Index > Interview
Sunday, December 15, 2019
China and the U.S. achieved a 'phase-one' agreement
Question: December 12, China and the U.S. achieved a "phase-one" agreement, which significantly boosted the global market. Many observers believe this agreement is mutual-beneficial or the least-worst deal the two counties can make now, what do you think about this?

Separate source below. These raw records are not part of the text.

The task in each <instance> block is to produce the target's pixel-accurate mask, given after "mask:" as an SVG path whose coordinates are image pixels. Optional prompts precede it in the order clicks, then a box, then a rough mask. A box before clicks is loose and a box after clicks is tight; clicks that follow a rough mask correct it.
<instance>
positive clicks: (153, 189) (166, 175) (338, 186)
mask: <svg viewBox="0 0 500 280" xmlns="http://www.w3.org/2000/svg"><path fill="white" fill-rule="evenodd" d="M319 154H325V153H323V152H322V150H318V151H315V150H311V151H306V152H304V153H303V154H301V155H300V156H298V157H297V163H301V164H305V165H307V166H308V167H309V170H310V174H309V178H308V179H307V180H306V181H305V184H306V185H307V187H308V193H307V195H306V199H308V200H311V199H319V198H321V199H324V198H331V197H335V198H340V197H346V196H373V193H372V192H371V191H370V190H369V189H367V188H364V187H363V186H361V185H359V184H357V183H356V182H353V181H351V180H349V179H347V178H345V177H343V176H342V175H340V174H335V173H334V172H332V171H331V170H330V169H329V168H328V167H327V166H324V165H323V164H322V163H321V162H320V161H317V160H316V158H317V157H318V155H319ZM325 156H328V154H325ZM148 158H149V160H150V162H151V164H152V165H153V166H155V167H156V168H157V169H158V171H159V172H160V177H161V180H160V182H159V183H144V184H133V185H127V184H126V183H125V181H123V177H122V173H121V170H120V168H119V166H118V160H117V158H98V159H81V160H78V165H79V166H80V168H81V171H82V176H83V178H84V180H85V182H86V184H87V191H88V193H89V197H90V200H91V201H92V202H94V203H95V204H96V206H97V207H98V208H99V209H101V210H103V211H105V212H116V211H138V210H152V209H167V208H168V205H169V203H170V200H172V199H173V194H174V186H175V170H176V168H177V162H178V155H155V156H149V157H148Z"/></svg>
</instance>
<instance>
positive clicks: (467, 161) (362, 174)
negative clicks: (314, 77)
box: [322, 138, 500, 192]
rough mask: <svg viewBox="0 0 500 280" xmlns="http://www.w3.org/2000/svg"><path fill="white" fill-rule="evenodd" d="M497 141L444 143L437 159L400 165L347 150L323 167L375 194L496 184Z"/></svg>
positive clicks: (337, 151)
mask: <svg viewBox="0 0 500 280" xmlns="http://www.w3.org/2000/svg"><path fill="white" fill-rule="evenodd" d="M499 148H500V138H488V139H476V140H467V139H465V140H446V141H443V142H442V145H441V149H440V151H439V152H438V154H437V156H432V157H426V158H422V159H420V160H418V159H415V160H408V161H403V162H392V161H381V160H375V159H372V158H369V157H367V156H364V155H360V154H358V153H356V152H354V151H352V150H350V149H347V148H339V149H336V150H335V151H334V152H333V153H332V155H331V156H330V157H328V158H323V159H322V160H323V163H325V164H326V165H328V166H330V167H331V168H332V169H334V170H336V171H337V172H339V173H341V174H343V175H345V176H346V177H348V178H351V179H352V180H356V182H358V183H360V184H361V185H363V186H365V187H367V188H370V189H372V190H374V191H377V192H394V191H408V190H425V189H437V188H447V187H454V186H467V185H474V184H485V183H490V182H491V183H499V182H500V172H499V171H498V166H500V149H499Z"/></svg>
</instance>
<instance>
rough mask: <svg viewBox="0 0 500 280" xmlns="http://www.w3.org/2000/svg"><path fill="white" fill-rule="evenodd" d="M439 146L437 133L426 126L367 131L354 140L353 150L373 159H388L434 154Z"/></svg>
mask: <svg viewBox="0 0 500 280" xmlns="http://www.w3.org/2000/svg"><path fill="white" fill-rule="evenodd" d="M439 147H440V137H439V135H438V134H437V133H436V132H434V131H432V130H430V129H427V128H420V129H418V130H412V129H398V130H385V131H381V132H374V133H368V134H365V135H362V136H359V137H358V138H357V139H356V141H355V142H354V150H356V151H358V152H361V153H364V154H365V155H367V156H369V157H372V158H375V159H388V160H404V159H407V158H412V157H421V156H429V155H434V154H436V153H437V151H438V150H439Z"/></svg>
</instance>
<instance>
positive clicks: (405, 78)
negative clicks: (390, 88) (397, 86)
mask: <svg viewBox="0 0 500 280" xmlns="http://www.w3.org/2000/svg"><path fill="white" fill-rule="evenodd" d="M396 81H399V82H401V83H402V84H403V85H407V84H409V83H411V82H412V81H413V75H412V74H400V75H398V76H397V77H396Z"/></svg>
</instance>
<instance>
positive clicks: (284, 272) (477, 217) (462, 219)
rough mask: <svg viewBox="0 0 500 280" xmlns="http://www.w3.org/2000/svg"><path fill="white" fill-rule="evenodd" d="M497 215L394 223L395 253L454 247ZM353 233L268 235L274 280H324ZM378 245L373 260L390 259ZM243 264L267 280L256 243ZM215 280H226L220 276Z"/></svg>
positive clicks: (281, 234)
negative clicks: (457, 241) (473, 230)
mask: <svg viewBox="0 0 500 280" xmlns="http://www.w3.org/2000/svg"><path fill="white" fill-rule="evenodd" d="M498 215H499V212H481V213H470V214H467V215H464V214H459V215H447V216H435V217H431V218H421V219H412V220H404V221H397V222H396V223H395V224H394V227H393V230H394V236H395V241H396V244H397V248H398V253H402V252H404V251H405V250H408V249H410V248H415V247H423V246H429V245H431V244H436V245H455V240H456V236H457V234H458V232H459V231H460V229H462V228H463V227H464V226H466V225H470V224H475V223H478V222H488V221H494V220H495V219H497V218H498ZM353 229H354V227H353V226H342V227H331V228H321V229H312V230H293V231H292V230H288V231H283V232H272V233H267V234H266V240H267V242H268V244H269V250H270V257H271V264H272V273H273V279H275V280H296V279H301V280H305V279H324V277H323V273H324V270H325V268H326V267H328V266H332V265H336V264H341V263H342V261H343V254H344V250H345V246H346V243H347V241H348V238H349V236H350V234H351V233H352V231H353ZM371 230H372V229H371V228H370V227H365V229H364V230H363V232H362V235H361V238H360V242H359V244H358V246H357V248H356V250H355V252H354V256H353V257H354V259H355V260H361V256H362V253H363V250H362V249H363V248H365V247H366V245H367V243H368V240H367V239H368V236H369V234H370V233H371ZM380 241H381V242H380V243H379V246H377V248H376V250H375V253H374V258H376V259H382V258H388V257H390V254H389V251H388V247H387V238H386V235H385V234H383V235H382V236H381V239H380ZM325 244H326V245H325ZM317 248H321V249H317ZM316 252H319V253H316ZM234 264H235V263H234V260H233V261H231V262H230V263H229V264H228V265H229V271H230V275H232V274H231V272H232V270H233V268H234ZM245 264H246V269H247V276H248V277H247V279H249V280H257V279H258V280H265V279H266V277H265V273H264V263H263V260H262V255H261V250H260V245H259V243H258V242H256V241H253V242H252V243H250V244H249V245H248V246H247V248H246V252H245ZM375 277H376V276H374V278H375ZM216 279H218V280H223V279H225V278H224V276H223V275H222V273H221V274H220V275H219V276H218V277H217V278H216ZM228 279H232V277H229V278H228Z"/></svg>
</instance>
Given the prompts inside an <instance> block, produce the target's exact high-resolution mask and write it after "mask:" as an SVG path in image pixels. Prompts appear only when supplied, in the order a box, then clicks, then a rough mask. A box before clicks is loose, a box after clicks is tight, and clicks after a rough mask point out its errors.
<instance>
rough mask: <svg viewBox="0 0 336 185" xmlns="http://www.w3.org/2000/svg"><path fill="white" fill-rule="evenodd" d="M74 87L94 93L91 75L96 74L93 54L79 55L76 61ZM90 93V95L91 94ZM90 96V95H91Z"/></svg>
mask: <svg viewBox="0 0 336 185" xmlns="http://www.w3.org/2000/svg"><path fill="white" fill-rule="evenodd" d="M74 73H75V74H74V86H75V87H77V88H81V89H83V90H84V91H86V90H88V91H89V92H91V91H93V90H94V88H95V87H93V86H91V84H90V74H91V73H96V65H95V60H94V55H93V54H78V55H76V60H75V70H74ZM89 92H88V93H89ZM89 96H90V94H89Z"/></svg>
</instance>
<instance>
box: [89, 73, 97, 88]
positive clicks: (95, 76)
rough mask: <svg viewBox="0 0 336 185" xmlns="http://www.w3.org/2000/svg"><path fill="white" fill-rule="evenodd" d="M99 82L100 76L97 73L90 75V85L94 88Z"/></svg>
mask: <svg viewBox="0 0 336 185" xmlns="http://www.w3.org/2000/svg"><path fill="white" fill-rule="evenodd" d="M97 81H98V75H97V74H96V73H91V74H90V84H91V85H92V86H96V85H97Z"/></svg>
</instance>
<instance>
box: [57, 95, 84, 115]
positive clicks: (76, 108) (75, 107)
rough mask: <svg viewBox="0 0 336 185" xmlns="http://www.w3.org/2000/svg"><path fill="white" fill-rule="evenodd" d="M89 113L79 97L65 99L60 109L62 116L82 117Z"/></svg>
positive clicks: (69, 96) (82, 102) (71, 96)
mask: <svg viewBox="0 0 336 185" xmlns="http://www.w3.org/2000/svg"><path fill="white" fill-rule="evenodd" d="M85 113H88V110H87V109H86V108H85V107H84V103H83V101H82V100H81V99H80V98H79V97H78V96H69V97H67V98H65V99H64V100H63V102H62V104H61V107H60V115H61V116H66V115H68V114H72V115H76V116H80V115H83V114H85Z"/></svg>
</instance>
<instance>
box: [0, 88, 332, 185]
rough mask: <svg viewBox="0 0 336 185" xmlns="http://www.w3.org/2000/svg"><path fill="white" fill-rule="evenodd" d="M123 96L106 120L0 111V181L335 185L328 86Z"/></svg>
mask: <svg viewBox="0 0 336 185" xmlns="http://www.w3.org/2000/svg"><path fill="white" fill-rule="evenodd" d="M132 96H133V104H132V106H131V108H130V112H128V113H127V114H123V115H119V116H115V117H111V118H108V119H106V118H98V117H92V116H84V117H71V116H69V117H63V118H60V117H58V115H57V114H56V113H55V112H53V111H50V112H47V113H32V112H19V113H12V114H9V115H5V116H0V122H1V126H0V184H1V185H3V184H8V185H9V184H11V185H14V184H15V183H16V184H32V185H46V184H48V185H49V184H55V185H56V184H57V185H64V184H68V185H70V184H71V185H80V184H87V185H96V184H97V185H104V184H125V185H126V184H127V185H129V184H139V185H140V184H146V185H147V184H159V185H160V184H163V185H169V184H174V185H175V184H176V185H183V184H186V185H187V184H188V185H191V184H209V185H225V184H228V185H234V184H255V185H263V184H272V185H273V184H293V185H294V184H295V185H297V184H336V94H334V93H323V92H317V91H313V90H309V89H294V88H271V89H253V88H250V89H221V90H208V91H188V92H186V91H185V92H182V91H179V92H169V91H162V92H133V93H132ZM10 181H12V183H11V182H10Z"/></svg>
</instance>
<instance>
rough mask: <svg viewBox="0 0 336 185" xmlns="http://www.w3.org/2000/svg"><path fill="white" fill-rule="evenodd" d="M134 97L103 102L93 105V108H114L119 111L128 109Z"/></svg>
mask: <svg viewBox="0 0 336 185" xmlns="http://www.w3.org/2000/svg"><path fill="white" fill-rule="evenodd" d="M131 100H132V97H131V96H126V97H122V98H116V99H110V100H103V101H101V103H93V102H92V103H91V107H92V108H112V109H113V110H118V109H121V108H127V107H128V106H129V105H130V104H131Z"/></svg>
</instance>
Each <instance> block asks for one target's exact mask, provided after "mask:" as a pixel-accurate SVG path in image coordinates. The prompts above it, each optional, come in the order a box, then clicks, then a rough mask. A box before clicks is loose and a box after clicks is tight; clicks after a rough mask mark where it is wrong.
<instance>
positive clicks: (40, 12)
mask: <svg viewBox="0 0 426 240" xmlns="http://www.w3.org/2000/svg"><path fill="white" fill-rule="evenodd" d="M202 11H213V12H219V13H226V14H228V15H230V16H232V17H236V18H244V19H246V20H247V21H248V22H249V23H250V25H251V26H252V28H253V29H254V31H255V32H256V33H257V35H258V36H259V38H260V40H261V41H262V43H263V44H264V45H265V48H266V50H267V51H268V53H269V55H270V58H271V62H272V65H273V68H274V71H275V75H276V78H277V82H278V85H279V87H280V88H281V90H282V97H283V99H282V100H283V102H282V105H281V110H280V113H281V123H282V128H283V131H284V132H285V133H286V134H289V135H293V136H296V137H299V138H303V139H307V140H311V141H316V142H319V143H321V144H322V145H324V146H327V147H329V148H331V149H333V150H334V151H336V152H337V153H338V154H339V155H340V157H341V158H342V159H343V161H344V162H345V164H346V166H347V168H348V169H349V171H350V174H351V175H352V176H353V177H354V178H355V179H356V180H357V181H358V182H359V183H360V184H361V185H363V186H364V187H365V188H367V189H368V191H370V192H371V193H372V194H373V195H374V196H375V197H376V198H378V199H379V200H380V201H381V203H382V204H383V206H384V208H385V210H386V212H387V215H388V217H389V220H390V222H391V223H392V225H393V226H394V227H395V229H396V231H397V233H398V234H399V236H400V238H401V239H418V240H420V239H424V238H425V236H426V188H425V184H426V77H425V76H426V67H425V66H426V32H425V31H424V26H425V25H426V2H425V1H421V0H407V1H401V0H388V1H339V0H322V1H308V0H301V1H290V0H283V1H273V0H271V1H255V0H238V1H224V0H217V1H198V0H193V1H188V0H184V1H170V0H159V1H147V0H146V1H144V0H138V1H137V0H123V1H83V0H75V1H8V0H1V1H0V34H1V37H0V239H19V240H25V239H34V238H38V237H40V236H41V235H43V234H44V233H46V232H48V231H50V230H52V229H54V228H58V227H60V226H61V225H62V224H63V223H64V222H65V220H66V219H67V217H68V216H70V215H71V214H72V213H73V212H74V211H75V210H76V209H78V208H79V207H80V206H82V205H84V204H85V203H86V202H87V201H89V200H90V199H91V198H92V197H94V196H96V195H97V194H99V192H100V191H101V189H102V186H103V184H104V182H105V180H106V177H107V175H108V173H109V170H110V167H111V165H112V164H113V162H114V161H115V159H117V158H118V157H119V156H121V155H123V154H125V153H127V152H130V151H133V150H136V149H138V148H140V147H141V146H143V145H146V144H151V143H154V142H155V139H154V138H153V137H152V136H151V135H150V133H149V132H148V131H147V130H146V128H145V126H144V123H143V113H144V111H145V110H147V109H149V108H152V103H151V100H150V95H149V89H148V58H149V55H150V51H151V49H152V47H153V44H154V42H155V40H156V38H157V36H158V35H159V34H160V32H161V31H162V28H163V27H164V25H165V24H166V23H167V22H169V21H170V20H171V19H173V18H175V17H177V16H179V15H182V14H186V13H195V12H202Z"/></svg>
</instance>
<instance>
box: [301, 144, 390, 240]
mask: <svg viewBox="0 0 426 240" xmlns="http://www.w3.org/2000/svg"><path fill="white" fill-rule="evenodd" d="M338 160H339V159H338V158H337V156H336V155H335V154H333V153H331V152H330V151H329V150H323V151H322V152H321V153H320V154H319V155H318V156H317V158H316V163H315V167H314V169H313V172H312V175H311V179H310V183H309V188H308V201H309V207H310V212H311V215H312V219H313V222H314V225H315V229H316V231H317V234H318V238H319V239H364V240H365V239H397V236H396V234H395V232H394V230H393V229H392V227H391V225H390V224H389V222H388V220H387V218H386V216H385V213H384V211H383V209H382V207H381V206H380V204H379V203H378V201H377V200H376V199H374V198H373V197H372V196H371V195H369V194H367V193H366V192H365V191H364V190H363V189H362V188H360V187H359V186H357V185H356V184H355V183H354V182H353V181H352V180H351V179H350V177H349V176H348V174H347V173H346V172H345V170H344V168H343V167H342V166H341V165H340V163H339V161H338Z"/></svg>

Chan Kung: Let's just put the general, grand, structural issue aside for a minute, and see how the deal will impact the Chinese domestic agriculture market. This deal nailed 50 billion dollars purchase on pork and soybeans, which means in the long run, the pig industry will become a black hole for domestic investors, sucking their money dry and give nothing back. In this context, China must rely on the import on pig and it is easy to see the problems in that given what happened in the Chinese pig industry in 2019. The same thing would happen in the soybean industry as well unless Beijing issued a large number of subsidies, which is clearly not efficient and carries negative signals in Chinese continuing market-reforms. On the other side, this new market generated by the policy for the U.S. farmers is not necessarily a good thing for them as well simply because it is not a real market-generated demand and contains a certain degree of risks. This is why I think, in the long-term, this deal is not really a balance point in nature. It may be the "least-worst choice," whereas I think it won't take too long before we feel its backfire.